On sait que depuis quelques années, certains parents souhaitent inculquer les langues étrangères à leurs enfants dès leur plus jeune âge. Une école a fait un pari similaire avec la philosophie — une expérience un peu sensationnaliste sur les bords (surtout eu égard à l’équipe de documentaire venue la capter pour en faire le présent film), mais pas sans intérêt.

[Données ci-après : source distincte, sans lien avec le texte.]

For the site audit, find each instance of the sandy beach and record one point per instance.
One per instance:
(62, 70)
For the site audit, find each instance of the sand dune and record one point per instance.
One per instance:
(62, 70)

Deux années scolaires durant, entre 2007 et 2009, l’école Jacques-Prévert de Le Mée-sur-Seine (Seine-et-Marne) a dispensé un enseignement un peu spécial à sa classe de petite puis moyenne section de maternelle. Deux ou trois fois par mois, la maîtresse réunit les enfants et suscite avec eux des débats sur des questions habituellement considérées comme demandant plus de maturité : Comment définir l’intelligence ? Comment vivre la différence ? À qui donner l’autorité ? L’amour, la mort, etc. Et les enfants ainsi motivés de montrer, sur ces questions plus ou moins génériques et parfois « bateau », une conscience et une pertinence un brin moins marginales que le laisserait supposer la présomption d’innocence qui pèse sur ce très jeune âge.
Exhibition
Interroger et développer la capacité des tout-petits à se positionner dans le monde, les accompagner dans leur appréhension active de celui-ci : pourquoi pas ? Seulement, dans le dispositif qui nous est ici présenté, on ne peut s’empêcher de ressentir la présence d’un intrus : la caméra. Mine de rien, pourquoi faire un film de cette expérience ? Pourquoi filmer ? Cette question tout de même centrale dans toute création audiovisuelle, la productrice Cilvy Aupin, les réalisateurs Jean-Pierre Pozzi et Pierre Barougier (de ce dernier, on connaît le documentaire écolo-alarmiste Nous resterons sur Terre) auraient gagné à se la poser plus sérieusement. Le manque criant de parti pris de la captation de cette expérience (les sessions de débats, les bilans de la maîtresse, les réactions des parents), l’usage impersonnel des images qu’on se contente d’aérer par de pauvres plans de transition sur la banlieue environnante avant d’emballer le tout avec des notes de jazz oriental, ne définissent l’acte de filmer que comme un prolongement servile du dispositif, une manière digne d’un spot télé de montrer que tout se déroule selon le plan, jusqu’à la vivacité d’esprit des enfants et la surprise admirative des parents. À moins — sinistre hypothèse — qu’il ne s’agisse que de se repaître avec condescendance du spectacle du décalage créé par le mélange de naïveté, de bon sens et de conscience diffuse des enfants répondant avec leurs mots et leurs références sur les « questions de grands ». Quoi qu’il en soit, l’aspect mécanique, voire institutionnel du dispositif — montrer que l’éducation fait bien son travail en innovant, en collaboration avec les parents — menace d’apparenter cette captation bien réglée du réel à une exhibition de singes savants, d’enfants qu’on incite à ânonner des rôles d’adultes, voire à porter déjà sur leurs épaules une responsabilité de « génération future » que, contrairement à leur prise de parole, ils n’ont certainement jamais demandée.
Un heureux corollaire
Il y a néanmoins dans le film quelque chose qui empêche ce triste cap (la chosification des sujets réduits à des souris de laboratoire parlantes) d’être franchi, justement parce que cela échappe au programme fixé. De la petite à la moyenne section, les débats entre les enfants participants se font de plus en plus animés, avec même l’irruption d’une certaine violence verbale. Avec l’affirmation sur des questions fondamentales se fait l’apprentissage de la différence d’opinion : plus frappant, dans ces moments de tension, les charmants bambins apparaissent soudain moins encombrés par leur étiquette de petits anges, plus proches des troubles des adultes. Voilà un corollaire, surgi du réel sans crier gare (toute captation du réel tire son sel en commençant par là : montrer celui-ci dans sa dimension irrégulable), qu’il aurait été intéressant de travailler en film, et dont malheureusement le dispositif ne se nourrit guère, que ce soit dans les commentaires de la maîtresse ou la présence de la réalisation, toujours fidèles à leur ligne directive. Une bulle de vie dans le caisson expérimental.